Setting the record straight: Gravitational Waves
This archived article was written by: Nathaniel Woodward
A benefit of the interconnectedness we share in the world with the advent of the internet and television is the opportunities we have to learn of the groundbreaking advances our specie are making. A few years ago, we discovered the theoretical “God” particle, the Higgs Boson which turned physics on its head, yet today, most couldn’t explain its most basic tenants let alone why it matters that we found it.
Early in February, news broke that the twin-research stations of LIGO or Laser Interferometer Gravitation-Wave Observatory had detected something called gravitational waves, or ripples in the fabric of space and time. Great, so what exactly does that mean? Over 100 years ago, Albert Einstein theorized in a paper on the nature of spacetime differing greatly from the established and accepted principles of Isaac Newton which stated that gravity was a force acting outwardly on the universe. Einstein’s theory of relativity suggested that gravity was not in itself a force, but a curvature of space and time, or matter telling space how to curve and space telling matter how to move.
This theory proposed the possibility that gravity could be warped and moved much like the ripples on a pond when you drop a stone in… ripples moving at the speed of light across space affecting its dimension of time as it passed by. Space is a difficult concept to grasp since we view it as essentially nothing, or empty, save the few lonely objects “floating” around in it. Gravitational waves reverse that thinking as we now know that when two objects interact, they distort the fabric of spacetime around them. If they interact “hard” fast enough, they can send out gravitational ripples throughout the fabric affecting time across a great distance.
How LIGO detected gravitational waves took a Herculean feat of engineering where in the U.S. tates of Louisiana and Washington observatories were constructed with “L” shaped tunnels, each a kilometer long. A laser beam could be shot and split in two along the tunnels, each individual beam traveling along the “L” until it reached a mirror at the end and returned to a collection pad recording the amount of time it took for the light to return. Since the beams were both traveling the same speed (the speed of light), it would take the exact same amount of time to return to the detector.
Over a billion years ago, or roughly 1.3 billion light years away, two black holes, both about 30 times more massive than our Sun, collided at about half the speed of light. As you can imagine, this caused a tremendous amount of energy to be released. At LIGO as the beams continued to race to the detector something incredible happened, at both facilities 1,000 miles apart, a “chirp” was detected, meaning the lasers returned to the pad at different times.
The only way this could happen would be that time and space had warped making one side of the “L” stretch farther away in spacetime and the other to scrunch closer, exactly how a ripple would behave on a pond. That massive collision sent out these ripples across the cosmos over 1.3 billion years until it hit our sensors and once again, rewrote our understanding of physics, proving Einstein right once again. Gravity is indeed just a bending of the fabric of space.

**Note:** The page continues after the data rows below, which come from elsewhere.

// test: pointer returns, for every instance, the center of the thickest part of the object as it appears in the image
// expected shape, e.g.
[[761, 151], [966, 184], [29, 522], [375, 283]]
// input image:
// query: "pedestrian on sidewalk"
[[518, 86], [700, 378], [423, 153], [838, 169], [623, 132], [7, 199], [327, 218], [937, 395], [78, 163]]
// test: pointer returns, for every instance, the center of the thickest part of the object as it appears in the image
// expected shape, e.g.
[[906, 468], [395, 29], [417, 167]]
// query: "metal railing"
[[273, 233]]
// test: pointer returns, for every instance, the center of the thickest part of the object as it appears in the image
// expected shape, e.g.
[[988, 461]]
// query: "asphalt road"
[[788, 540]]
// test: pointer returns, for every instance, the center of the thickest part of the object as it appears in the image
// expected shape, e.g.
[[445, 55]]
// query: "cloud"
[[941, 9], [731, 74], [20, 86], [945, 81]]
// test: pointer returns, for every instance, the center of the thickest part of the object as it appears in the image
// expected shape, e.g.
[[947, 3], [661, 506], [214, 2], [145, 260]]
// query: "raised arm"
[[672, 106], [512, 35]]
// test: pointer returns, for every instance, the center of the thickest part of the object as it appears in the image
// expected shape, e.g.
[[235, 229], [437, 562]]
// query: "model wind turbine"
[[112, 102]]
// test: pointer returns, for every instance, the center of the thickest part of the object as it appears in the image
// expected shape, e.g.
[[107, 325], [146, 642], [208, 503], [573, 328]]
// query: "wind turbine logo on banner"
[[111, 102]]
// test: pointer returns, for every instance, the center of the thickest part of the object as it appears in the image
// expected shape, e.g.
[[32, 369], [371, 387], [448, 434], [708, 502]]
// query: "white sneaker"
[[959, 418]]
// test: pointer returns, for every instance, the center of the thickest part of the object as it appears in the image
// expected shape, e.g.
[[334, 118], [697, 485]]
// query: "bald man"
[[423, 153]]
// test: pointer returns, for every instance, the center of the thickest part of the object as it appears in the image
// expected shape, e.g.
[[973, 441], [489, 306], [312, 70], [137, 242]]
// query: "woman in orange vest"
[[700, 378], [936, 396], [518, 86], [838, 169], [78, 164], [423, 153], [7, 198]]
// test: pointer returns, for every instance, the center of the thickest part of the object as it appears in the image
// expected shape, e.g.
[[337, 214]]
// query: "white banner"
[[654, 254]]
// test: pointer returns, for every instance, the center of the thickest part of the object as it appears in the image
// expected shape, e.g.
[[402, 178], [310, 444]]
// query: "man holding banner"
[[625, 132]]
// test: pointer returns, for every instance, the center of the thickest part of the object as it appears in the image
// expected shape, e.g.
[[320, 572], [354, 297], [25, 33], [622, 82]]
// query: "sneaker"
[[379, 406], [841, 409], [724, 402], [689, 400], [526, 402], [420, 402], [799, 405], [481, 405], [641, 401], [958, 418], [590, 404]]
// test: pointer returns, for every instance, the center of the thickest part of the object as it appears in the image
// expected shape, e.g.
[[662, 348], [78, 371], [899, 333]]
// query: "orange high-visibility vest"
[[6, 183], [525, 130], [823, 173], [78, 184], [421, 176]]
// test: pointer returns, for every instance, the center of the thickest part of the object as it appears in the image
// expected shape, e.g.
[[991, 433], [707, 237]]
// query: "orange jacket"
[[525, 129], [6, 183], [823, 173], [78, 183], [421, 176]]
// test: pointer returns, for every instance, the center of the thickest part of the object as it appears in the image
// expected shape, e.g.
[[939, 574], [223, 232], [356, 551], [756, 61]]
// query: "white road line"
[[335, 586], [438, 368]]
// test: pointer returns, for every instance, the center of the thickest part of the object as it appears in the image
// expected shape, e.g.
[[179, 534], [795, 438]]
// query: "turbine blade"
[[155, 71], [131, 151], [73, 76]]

Why does this matter? Einstein’s theory of relativity is why we have accurate GPS, an invaluable asset to travel with infinite applications in both private and military markets. Now that we have witnessed a physical manifestation of the reality of his theory, doors are opened and we are just beginning to emerge into a realm of new fantastic possibilities. In fact this makes time travel a mere problem of engineering. Get to it.